PEDRARIAS
John Lennon escondía una sonrisa sardónica
detrás de una armónica protegida por sus manos, soplándola cadenciosa y
rítmicamente. El entusiasmo se desplegaba irreprimible, sazonado por agudos
chillidos rayanos en histeria de las nada flemáticas fans londinenses. Las imágenes de llanto, aun en blanco y negro,
tenían algo de primitivismo animal y de connotación lúdica con ribetes de
sexualidad a punto de desborde.
Paul McCartney meneaba la cabeza a semejanza
de un metrónomo descontrolado, redondeaba los labios y dejaba escapar un agudo
y cortante “uuuuh”. Se desencadenaba, de seguidas, la gritería con renovado
vigor, a la par que George Harrison desgranaba, con pulso atildado, un rabioso
y metálico sonido en su guitarra “Grestch”, conectada por un cordón umbilical a
un gótico amplificador “Vox”.
Pedrarias miraba ensimismado a Ringo Starr
desde una butaca de la sexta fila, llevándose a la boca mecánicamente un puñado
de maní salado. Las manos llenas de anillos del baterista narizón sostenían las
baquetas con que golpeaba, marcando
regocijadamente el compás, el redoblante, los platillos y el cimbal.
I-I-I should have known better
with a girl like you ...
La letra le era incomprensible, pero el
sonido se le metía por los poros y le estaba provocando síntomas de adicción.

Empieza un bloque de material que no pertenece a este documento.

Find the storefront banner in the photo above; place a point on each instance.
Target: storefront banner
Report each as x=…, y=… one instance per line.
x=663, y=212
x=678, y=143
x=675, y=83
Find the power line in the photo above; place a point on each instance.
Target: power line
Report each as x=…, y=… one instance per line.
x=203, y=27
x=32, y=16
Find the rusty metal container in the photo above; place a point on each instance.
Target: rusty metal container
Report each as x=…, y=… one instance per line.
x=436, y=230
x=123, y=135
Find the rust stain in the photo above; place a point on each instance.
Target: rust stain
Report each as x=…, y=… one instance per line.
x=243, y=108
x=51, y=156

En sus catorce años de vida, nunca había visto una película tres veces como era
el caso presente. Ni siquiera Ben Hur
o Sansón y Dalila, sus favoritas
hasta entonces, le habían causado aquella irresistible inquietud que ahora
experimentaba. El sonsonete rasposo de aquellas guitarras eléctricas y aquellas
voces de aquellos ingleses de tacón alto amalgamaban en su interior una
vibración inefable. Nunca, como en ese momento, la música le había afectado de
manera tan vital. Y lo peor era que, luego de disfrutar del film por primera
vez, le pidió dinero al señor Viera, su padre, a quien se encontraba
acompañando en Caracas, y había comprado el disco con la música de la película.

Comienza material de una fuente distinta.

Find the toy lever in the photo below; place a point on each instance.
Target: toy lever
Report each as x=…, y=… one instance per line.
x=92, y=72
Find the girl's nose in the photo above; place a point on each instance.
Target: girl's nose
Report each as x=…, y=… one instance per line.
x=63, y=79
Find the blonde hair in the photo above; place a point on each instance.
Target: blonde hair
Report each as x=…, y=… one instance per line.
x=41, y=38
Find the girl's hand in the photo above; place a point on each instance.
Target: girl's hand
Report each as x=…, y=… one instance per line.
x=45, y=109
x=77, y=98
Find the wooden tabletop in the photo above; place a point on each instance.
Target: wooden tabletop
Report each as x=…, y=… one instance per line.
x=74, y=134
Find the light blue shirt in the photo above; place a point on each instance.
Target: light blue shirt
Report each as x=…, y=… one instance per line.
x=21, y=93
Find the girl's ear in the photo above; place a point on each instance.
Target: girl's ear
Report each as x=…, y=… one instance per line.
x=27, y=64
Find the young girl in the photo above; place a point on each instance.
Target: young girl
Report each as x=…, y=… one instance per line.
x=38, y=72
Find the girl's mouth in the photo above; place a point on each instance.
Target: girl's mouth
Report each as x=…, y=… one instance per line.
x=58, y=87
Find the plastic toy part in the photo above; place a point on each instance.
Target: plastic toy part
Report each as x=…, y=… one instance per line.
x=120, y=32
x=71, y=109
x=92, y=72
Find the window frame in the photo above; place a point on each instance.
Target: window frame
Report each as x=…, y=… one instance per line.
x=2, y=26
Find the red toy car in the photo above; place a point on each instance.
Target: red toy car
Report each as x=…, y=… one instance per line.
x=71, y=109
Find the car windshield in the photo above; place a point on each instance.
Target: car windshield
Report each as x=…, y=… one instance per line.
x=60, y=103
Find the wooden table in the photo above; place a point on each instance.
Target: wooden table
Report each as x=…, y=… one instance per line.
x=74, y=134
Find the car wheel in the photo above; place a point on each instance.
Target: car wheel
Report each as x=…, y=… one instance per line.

Lo ponía incontables veces en el radiotocadiscos “Phillips” de su tía Fátima,
gustándole más y más. Una escapada furtiva al cine y la disfrutó de nuevo.
Yeah
yeah yeah rezaba la carátula del acetato con una foto en lo que
aparecían los cuatro miembros del combo, vestidos con unos raros sacos sin
solapa y mostrando una actitud provocativa y sarcástica, como Pedrarias nunca había observado antes en
ningún otro artista. Usualmente, las películas calificadas como juveniles no
pasaban de meras comedias romanticoides, pletóricas de playa y surf, protagonizadas por encopetados y
carilindos galanes, intérpretes de amelcochadas tonadillas que provocaban los
suspiros de las teen agers gringas
que los rodeaban a montones. Incluía, en esta desdeñosa clasificación, desde
Elvis Presley hasta a las copias mexicanas tan en boga entonces, como Enrique
Guzmán y César Costa, cuyas películas solía sufrir en los vermouths dominicales. Pretexto ideal,
por lo demás, para encontrarse a escondidas con María Enriqueta.

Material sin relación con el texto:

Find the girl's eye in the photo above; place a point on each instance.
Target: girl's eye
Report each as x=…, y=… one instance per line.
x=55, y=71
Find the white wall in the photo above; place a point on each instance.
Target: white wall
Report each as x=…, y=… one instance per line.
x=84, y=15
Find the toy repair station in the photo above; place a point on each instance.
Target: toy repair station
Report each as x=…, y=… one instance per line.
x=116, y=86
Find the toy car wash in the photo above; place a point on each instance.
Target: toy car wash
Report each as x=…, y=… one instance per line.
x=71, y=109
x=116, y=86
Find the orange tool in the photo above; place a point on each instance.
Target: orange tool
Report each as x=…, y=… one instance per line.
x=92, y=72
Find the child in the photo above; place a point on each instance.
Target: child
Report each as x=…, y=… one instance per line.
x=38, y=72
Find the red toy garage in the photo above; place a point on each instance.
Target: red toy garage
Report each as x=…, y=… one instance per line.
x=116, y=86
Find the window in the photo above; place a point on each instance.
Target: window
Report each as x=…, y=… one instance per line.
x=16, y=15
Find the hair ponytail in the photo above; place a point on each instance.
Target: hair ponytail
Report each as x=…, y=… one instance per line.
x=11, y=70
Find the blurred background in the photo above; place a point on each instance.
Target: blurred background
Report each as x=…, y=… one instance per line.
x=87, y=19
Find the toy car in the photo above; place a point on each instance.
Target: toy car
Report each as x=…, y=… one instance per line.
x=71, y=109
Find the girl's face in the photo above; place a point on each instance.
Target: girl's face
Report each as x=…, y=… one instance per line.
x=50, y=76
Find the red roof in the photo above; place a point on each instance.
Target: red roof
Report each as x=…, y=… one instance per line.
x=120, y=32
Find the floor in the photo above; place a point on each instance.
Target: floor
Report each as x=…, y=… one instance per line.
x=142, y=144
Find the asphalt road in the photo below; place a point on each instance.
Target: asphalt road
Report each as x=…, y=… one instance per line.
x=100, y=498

Ahora, por tercera ocasión, asistía a la
proyección, de la primera aventura en el celuloide de “Los Melenudos de Liverpool”,
como ya se dignaban en llamarlos en las radios caraqueñas que daban preferencia
a la música proveniente del Norte por sobre los boleros, rancheras, guarachas y
joropos. Había invitado a David, su mejor amigo, para que lo acompañara, ya de
regreso en Santa Narda de Miguaque. Le había hablado con entusiasmo de “Los
Bitles”, pero temía una reacción no tan expansiva como la suya propia. David
tocaba el arpa y cuatro en un conjunto criollo. Nada hacía presagiar que tan
siquiera le llamase la atención una música con sonoridades y armonías tan
disímiles a las que interpretaba en instrumentos tan llaneros.
Los mechudos británicos bajaron la energía y
desde la pantalla surgía una canción más lenta titulada If I Fell. Esta sí le parecía a
Pedrarias una verdadera melodía de amor. No como las que se escuchaban
por ahí que hablaban de copas rotas, venas desangradas y demás menudencias
mórbidas. María Enriqueta se le venía al pensamiento. Hubiera querido
estrecharla y besarla, tal como había visto a tantas parejas en no sé cuántas matinées. Aquel sentir recurrente,
mezcla de nostalgia y alegría decisivas, no lo abandonaba desde que se sabía dueño
de aquella presencia opalina. Se imaginó un trillón de cosas. Ahora era un inveterado
soñador despierto. La conseguiría en la oscuridad parroquial del vermouth de los domingos. Le tomaría la
mano y compartiría el temblor de ella, el nerviosismo de ella, el temor de ella
de ver descubierto el secreto idilio de ambos. Y, enseguida, él la
reconfortaría, creyéndose rey de las galerías estelares, y procuraría robarle
un beso fugaz de adolescente afiebrado con el amor.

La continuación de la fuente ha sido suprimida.